Quand elle ne se filme pas en train de cuisiner, elle se met en scène avec une belle robe, du maquillage et du parfum, attendant le retour de son mari. 

BallerinaFarm, une Tradwife pas comme les autres

Si j'ai découvert Estee Williams au fil de mes recherches, je connaissais BallerinaFarm aka Hannah Neeleman, car je suis son compte Instagram depuis déjà quelques temps. Je ne l'aurais pas nécessairement classée dans la case des "Tradwives", mais j'ai remarqué que son compte était systématiquement nommé à l'évocation de cette tendance. (Elle a par ailleurs déclaré dans un récent entretien avec le New York Times ne pas être familière avec le terme). 

J'admets qu'Hannah Neeleman est tout à fait fascinante. Son mode de vie est si éloigné du mien que passer du temps sur son compte Instagram fait partie de mes plaisirs coupables. Cette ancienne danseuse classique (elle a étudié la danse à la prestigieuse Julliard School) a quitté NewYork avec son mari et ses (à l'époque 3, ils en ont maintenant 8) enfants pour une ferme dans l'Utah.

Son compte à des airs de "La petite maison dans la prairie" version 21e siècle. Les enfants courent dans l'herbe, elle trait les vaches, accouche dans son bain, tandis que son époux conduit leur tracteur, un bébé endormi sur l'épaule. Toujours belle et souriante, elle se filme en train de préparer du pain maison et des recettes plus appétissantes les unes que les autres. Elle participe également à des concours de beauté, elle a même récemment concouru pour le titre de Mrs World (un concours dédié aux femmes mariées), seulement deux semaines après avoir accouché de son huitième bébé.

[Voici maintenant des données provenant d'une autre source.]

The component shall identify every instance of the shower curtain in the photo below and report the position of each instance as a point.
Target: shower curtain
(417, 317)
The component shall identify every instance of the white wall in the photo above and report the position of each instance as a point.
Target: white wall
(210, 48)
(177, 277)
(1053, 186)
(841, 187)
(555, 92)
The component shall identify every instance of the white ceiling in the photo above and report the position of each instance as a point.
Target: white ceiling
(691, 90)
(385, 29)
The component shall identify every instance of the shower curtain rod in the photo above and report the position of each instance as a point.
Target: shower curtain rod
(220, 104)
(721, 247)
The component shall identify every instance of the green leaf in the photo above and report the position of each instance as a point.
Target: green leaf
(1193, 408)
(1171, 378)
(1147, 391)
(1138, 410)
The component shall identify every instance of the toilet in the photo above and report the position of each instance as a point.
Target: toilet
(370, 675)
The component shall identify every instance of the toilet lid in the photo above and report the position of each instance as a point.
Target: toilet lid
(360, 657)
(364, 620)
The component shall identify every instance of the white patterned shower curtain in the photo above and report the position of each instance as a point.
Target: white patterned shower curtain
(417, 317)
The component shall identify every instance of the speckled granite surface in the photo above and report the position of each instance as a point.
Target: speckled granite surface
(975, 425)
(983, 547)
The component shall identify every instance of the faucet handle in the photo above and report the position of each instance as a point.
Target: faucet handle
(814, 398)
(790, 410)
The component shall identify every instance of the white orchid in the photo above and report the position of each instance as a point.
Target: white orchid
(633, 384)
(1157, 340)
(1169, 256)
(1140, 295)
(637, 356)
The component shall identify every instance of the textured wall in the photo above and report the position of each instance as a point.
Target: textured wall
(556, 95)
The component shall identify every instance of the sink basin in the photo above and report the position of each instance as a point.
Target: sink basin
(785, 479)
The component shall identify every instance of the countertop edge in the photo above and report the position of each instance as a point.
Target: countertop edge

Hannah et son mari sont Mormons et vont à l'église tous les dimanches. Ainsi, sans le revendiquer ouvertement comme les autres représentantes de cette tendance, elle promeut un retour aux valeurs traditionnelles et familiales, ce qui en fait tiquer plus d'un. L'ancienne ballerine a été au coeur de plusieurs polémiques notamment en ce qui concerne sa fortune. Son mari étant un riche héritier, on a reproché au couple de ne pas être assez transparent sur ce point et de montrer une vie de fermiers idyllique très éloignée de la réalité. 

Comme le souligne le New York Times, "à une époque polarisée, Mme Neeleman est à la fois l’une des stars des médias sociaux les plus populaires du pays et un paratonnerre pour les critiques". "Est-elle, comme le prétendent ses fans, une femme qui a pris la décision louable de rester à la maison, d’élever les enfants et de soutenir la ferme familiale ? Ou est-elle, comme le diraient ses détracteurs, quelqu'un qui utilise les médias sociaux pour faire pression en faveur d'un retour aux rôles de genre traditionnels tout en passant sous silence les privilèges qui lui ont permis d'avoir un tel style de vie en premier lieu ?", se demande le journal américain.